Authored by Pacific Research Institute senior fellow Dr Benjamin Zycher, the Startup Businesses and the Growth of Real State Gross Product study uses a sample of 49 states for the period from 1977 through 2010, employing a two-stage econometric model that revealed a positive correlation between an increase in net job creation by startups on state gross product.
“These findings combined with the existing scholarly literature on the effect of startup firms on net job creation suggest that policymakers should focus on both the ability of startup firms to establish themselves and to succeed, and the ability of startup firms to hire workers,” says Dr. Zycher said.
“It is clear that further policy reform is needed if U.S. startup firms are to achieve more of their potential in terms of actual hiring and the attendant benefits in terms of aggregate output,” he further explains.

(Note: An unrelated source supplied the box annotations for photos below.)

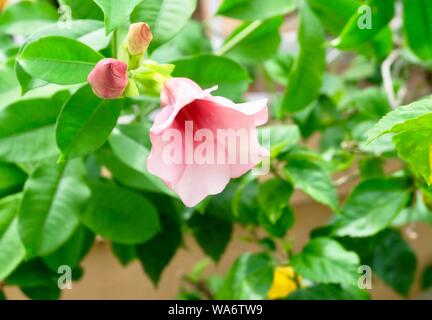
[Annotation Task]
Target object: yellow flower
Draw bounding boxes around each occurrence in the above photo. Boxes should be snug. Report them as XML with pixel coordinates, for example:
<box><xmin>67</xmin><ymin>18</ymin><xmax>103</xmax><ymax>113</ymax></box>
<box><xmin>268</xmin><ymin>267</ymin><xmax>301</xmax><ymax>300</ymax></box>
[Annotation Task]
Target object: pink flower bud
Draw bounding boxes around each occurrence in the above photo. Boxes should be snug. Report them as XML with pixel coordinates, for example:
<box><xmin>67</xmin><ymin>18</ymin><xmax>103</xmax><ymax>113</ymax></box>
<box><xmin>127</xmin><ymin>22</ymin><xmax>153</xmax><ymax>56</ymax></box>
<box><xmin>87</xmin><ymin>58</ymin><xmax>128</xmax><ymax>99</ymax></box>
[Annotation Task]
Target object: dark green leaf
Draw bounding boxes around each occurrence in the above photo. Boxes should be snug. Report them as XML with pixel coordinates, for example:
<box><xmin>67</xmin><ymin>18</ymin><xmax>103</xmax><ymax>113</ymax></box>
<box><xmin>282</xmin><ymin>2</ymin><xmax>325</xmax><ymax>113</ymax></box>
<box><xmin>333</xmin><ymin>178</ymin><xmax>409</xmax><ymax>237</ymax></box>
<box><xmin>188</xmin><ymin>212</ymin><xmax>232</xmax><ymax>262</ymax></box>
<box><xmin>17</xmin><ymin>36</ymin><xmax>103</xmax><ymax>85</ymax></box>
<box><xmin>18</xmin><ymin>160</ymin><xmax>90</xmax><ymax>258</ymax></box>
<box><xmin>81</xmin><ymin>183</ymin><xmax>160</xmax><ymax>244</ymax></box>
<box><xmin>218</xmin><ymin>0</ymin><xmax>296</xmax><ymax>20</ymax></box>
<box><xmin>291</xmin><ymin>238</ymin><xmax>360</xmax><ymax>286</ymax></box>
<box><xmin>217</xmin><ymin>253</ymin><xmax>274</xmax><ymax>300</ymax></box>
<box><xmin>173</xmin><ymin>54</ymin><xmax>250</xmax><ymax>100</ymax></box>
<box><xmin>56</xmin><ymin>86</ymin><xmax>123</xmax><ymax>159</ymax></box>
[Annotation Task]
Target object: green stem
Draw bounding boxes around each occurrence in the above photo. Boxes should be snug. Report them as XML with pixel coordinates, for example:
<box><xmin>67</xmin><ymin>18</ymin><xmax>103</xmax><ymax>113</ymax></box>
<box><xmin>216</xmin><ymin>20</ymin><xmax>263</xmax><ymax>56</ymax></box>
<box><xmin>111</xmin><ymin>30</ymin><xmax>118</xmax><ymax>59</ymax></box>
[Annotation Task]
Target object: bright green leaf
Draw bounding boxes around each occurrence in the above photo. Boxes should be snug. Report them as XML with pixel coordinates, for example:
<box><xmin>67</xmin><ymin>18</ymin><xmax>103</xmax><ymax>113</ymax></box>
<box><xmin>81</xmin><ymin>183</ymin><xmax>160</xmax><ymax>244</ymax></box>
<box><xmin>218</xmin><ymin>0</ymin><xmax>296</xmax><ymax>20</ymax></box>
<box><xmin>17</xmin><ymin>36</ymin><xmax>103</xmax><ymax>85</ymax></box>
<box><xmin>56</xmin><ymin>86</ymin><xmax>123</xmax><ymax>159</ymax></box>
<box><xmin>173</xmin><ymin>54</ymin><xmax>250</xmax><ymax>100</ymax></box>
<box><xmin>281</xmin><ymin>2</ymin><xmax>326</xmax><ymax>113</ymax></box>
<box><xmin>291</xmin><ymin>238</ymin><xmax>360</xmax><ymax>286</ymax></box>
<box><xmin>18</xmin><ymin>160</ymin><xmax>90</xmax><ymax>258</ymax></box>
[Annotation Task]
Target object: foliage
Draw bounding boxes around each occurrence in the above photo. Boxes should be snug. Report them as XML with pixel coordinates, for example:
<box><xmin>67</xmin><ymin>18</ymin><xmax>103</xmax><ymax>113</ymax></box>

Dr Zycher recommends the following policy reforms:
- A reform of such recent government policies as the Dodd-Frank financial services reform legislation that has had the effect of increasing the competitive advantages of large banking institutions over smaller banks, the latter of which traditionally have specialized in providing capital for new and small businesses.
- The Affordable Care Act (“Obamacare”) clearly has introduced rigidities, constraints, and incentives in the labor market that will lead to higher costs for labor force expansion, a substitution of part-time in place of full-time work, and other such perversities.
- Increases in the (real) minimum wage, whether mandated by federal or state legislation, will increase disincentives to hire.
- Current policies on immigration and work permits for foreigners have introduced serious rigidities into the labor market generally and for smaller businesses, startups, and particular sectors.
Dr. Zycher strongly emphasizes in his study that the impact of startup firms on the economy should not be underestimated. “These and other policy reforms would take advantage of the empirical reality that it is startup firms that are responsible for almost all net job creation in the U.S. economy, and would facilitate the hiring and the increased economic output that would result,” he writes.